Archeologi dell’Aria founder, Fabio Raimondi, said a team of 50 volunteers worked tirelessly to recover the remains of the airmen:
It was very emotional, the work of several months for us volunteers,” he said. “To find and identify the remains of 4 flyers is very important. With the funeral we close this circle.
Yesterday, 18 July, current RAF personnel from 18 Squadron, who operate the Chinook helicopter at RAF Odiham in Hampshire, and relatives of the crew travelled to Italy to pay their respects as the remains were laid to rest in Padua War Cemetery.
Officer Commanding 18 Squadron, Wing Commander Lee Turner, who read the exhortation, said:
It is a privilege to pay our respects to our colleagues and remember the ultimate sacrifice that the crew made for their country. Just as then, 18 Squadron personnel are currently serving on operations, this time in Afghanistan, and the connection with our forebears remains strong. As a squadron we remember them.
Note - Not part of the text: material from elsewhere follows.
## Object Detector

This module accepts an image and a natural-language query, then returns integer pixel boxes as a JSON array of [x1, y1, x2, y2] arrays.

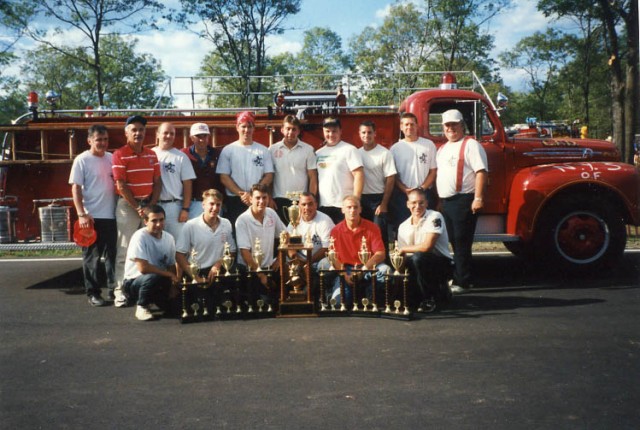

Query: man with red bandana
[[216, 111, 274, 227]]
Wing Commander Wes Perrett from the Australian Department of Defence said:
Australia has 1,100 crew that are still missing from the Second World War and when we do identify a lost crew member, find out what happened to them and where they ended up, together with reaching out to the next of kin, it is very special. The ceremony is the opportunity to bury the crew together as one, as they served together and died together.
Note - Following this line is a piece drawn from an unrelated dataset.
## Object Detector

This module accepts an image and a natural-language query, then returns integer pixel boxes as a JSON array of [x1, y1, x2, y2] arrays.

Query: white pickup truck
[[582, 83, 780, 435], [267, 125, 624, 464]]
Glenice Hoffman, cousin to Flight Sergeant Alexander Bostock, originally from Kimberley, Nottinghamshire, travelled with her husband from Forest Row in East Sussex. She said:
My memory is seeing the heartache that his mother was living through and did live through for the rest of her life. Not knowing where her son was and getting the news that her 20-year-old had disappeared, believed to be dead, in the last few weeks of the war, while everyone else was euphoric that it was finished, was tragic.
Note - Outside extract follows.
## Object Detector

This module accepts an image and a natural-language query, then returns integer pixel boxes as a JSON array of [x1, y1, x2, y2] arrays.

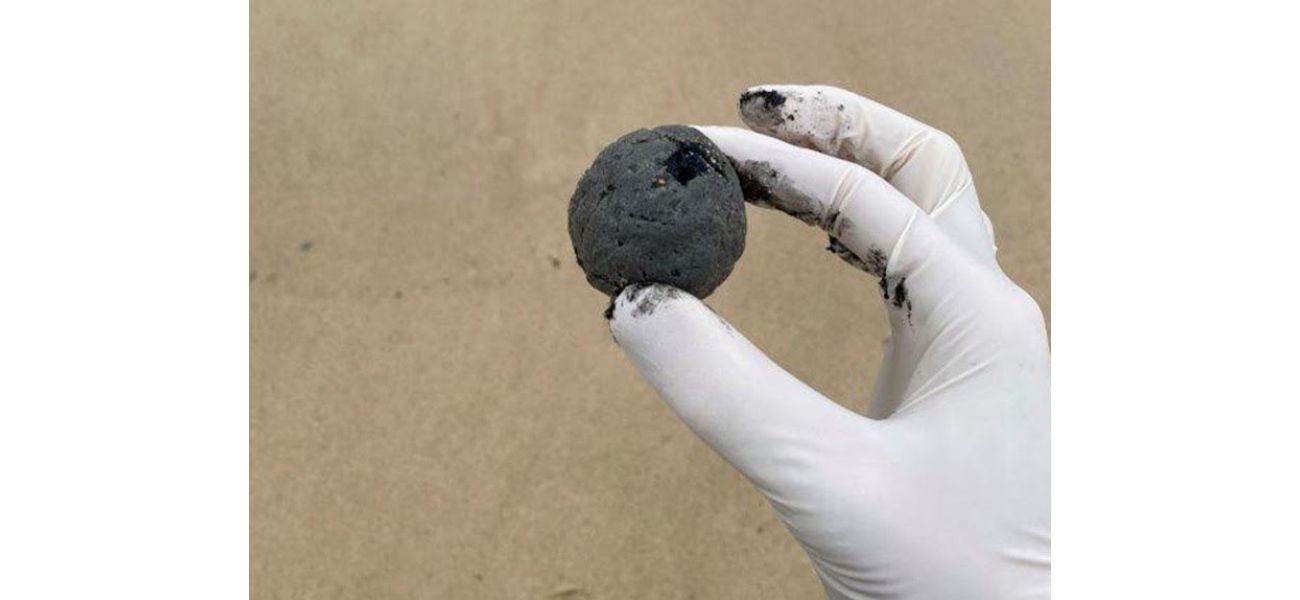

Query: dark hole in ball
[[662, 141, 720, 185]]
For me, being the only surviving relative, hearing so much about him all my life, it’s a privilege and an honour to be here to bring some peace.
The commemorative service was conducted by Reverend Flight Lieutenant Paul Collins, station chaplain at RAF Odiham.
The first reading was given by David Raikes, whose uncle and namesake piloted the bomber. Sergeant Raikes was an aspiring poet and, in a fitting tribute, his nephew read out ‘Let it be Hushed’, which was written shortly before his death and deals with the loss of another crew who crashed into the sea.
The poem proved tragically prophetic:
… At first just overdue, till minutes changed to hours, and still no news.
One went to bed; but, roused by later crews, asked ‘were they back yet?’ and, being answered ‘no’, went back to sleep.
One’s waking eyes sought out the empty beds, and ‘damn’, you said, ‘another kit to pack’.
I never liked that part. You never knew what privacies your sorting might lay bare.
I always tried to leave my kit arranged in decent tidiness. You never knew.
In recent years, personnel from 18 Squadron have been involved in all the major conflicts where British forces have deployed. This includes Bosnia, Kosovo, Sierra Leone, Iraq and, most recently, Afghanistan.